Kenneth Jensen, the institute's director of grant programs, reports that, to date, the institute has granted funds to 33 student publications.
''Last year we gave grants to student publications totaling $180,000,'' Mr. Jensen said. ''The average grant is about $6,000 - somewhere between 20 and 40 percent of a publication's projected annual budget. Sometimes we give more. We gave the Dartmouth Review, for example, $10,000 during its first year.''
The student editors of the conservative press have developed a sense of unity among themselves. They know who their counterparts are and have developed a newspaper exchange among themselves.
In addition, Michael Collette, the Dartmouth Review's president, is devoting much of his time these days to organizing a national advertising consortium among the various publications. ''We think the big corporations should be interested in placing ads with us,'' he observed. ''After all, many business leaders think as we do.''
The Institute for Educational Affairs also strives to foster a common identity among the conservative editors. Last spring it brought 70 editors to New York for a national conference.
In a September issue of the conservative National Review - the intellectual model for many of the student publications - Phillip N. Marcus, the institute's president, reported on the proceedings of the conference.
The editors of the alternative student press, he wrote, ''share a sense of unity in the war of ideas against campus leftists who, in their alleged love for the First Amendment, have until now excluded conservatives and unwittingly denied themselves the experience of academic freedom.''
Although the student editors share a common conservative ideology, the form and content of their publications vary widely. Some, such as the Michigan Review , have made their publications forums in which students discourse on national and foreign affairs.
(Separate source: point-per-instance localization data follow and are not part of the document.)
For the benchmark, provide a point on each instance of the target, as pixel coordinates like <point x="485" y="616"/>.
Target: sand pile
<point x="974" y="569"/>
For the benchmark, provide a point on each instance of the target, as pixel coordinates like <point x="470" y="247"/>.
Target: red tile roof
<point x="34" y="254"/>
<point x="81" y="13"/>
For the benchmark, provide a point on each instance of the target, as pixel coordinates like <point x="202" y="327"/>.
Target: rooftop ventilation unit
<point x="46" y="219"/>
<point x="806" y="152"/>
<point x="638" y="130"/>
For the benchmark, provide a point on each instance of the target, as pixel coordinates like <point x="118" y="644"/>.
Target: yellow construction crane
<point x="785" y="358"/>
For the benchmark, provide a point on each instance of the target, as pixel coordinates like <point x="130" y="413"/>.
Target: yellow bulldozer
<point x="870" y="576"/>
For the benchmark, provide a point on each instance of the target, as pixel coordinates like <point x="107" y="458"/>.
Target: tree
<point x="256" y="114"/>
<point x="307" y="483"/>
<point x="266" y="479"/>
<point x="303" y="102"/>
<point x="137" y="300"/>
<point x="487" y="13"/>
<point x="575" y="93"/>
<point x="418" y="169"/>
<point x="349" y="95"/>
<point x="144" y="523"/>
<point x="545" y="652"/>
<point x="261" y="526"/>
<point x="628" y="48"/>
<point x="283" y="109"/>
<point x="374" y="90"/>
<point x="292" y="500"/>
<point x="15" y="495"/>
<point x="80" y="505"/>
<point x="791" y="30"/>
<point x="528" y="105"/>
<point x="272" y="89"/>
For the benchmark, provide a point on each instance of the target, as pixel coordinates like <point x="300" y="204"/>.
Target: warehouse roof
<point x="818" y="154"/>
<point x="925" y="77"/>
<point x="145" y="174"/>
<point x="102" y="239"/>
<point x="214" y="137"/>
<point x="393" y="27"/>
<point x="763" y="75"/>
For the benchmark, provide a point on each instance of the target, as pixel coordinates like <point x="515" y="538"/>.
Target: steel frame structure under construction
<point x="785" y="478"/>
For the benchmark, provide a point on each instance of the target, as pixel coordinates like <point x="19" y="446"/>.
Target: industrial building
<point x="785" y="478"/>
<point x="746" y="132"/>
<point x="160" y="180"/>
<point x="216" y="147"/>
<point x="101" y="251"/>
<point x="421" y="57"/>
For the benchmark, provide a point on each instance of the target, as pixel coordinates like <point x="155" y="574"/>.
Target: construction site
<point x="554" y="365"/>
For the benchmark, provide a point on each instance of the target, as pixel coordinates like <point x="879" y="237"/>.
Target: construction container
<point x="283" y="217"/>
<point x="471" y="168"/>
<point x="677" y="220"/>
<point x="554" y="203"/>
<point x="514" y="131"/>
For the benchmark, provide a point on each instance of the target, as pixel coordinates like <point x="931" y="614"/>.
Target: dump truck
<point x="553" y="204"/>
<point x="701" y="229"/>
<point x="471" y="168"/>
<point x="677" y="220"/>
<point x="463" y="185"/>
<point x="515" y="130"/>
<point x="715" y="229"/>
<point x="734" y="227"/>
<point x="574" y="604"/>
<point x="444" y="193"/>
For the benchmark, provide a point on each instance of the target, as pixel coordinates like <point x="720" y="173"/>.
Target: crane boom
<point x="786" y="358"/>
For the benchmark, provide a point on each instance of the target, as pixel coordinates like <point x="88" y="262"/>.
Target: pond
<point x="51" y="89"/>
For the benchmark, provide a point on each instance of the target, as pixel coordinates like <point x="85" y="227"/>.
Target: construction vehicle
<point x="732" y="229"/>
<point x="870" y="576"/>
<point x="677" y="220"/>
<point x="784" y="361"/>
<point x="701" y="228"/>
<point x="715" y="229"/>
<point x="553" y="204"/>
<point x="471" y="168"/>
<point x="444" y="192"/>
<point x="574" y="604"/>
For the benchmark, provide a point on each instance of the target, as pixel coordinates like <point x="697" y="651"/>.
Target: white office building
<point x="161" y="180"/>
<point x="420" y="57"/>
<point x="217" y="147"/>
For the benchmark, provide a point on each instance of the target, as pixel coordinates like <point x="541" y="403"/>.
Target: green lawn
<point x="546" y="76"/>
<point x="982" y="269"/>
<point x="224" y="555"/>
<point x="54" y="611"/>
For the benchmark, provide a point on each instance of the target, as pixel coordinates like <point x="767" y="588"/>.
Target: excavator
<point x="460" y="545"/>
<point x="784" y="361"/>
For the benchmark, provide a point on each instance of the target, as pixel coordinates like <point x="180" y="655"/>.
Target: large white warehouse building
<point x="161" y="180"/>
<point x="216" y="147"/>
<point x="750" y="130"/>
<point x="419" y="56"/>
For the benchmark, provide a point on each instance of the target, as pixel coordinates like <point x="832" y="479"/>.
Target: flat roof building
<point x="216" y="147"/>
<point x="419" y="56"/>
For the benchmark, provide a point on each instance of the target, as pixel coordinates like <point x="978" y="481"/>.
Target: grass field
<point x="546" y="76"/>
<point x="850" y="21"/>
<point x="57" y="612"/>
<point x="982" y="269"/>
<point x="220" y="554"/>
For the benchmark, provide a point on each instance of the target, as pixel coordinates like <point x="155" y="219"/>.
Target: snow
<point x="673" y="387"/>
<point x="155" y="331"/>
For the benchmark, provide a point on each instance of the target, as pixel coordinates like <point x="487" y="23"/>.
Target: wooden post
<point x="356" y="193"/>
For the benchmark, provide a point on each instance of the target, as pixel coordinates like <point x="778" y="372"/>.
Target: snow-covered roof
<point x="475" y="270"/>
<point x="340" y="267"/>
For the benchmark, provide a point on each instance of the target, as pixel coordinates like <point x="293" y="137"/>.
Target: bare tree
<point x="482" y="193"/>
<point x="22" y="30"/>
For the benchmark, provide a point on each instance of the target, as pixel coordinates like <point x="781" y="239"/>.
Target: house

The Dartmouth Review editors, by contrast, eschew such essays and concentrate on campus affairs. ''Who wants to read what a college freshman has to say about Central America?'' editor Pickens asked. ''We leave those issues to the experts.''
Other editors dislike the ascetic tone of the Dartmouth Review. At the University of Chicago, for example, two sophomores, Phillip Polishook and Tom Elden, have just started a new publication called the Spectator. ''We plan to feature analytical, in-depth stories,'' says publisher Elden. ''We definitely do not want to be sensational like the Dartmouth Review.''
Some of these conservative voices are scholarly in tone and specialized in content.
Counterpoint, another University of Chicago publication, which is as old as the Dartmouth Review, features thoughtful book reviews that advance conservative perspectives.
Legal affairs is the focus of the Harvard Journal of Law and Policy, and government of the Yale Political Monthly.
It's now two years since the majority of these conservative publications were launched. Will they endure as an alternative form of journalism?
This is still an open question. Few publications are as financially sound as the Dartmouth Review, which has an annual operating budget of $125,000 and strong alumni support. Much of this press operates out of student apartments or dormitory rooms.
Student turnover is another problem. The next year's class may lack the enthusiasm of this year's. Without institutional backing, continuity may be hard to achieve.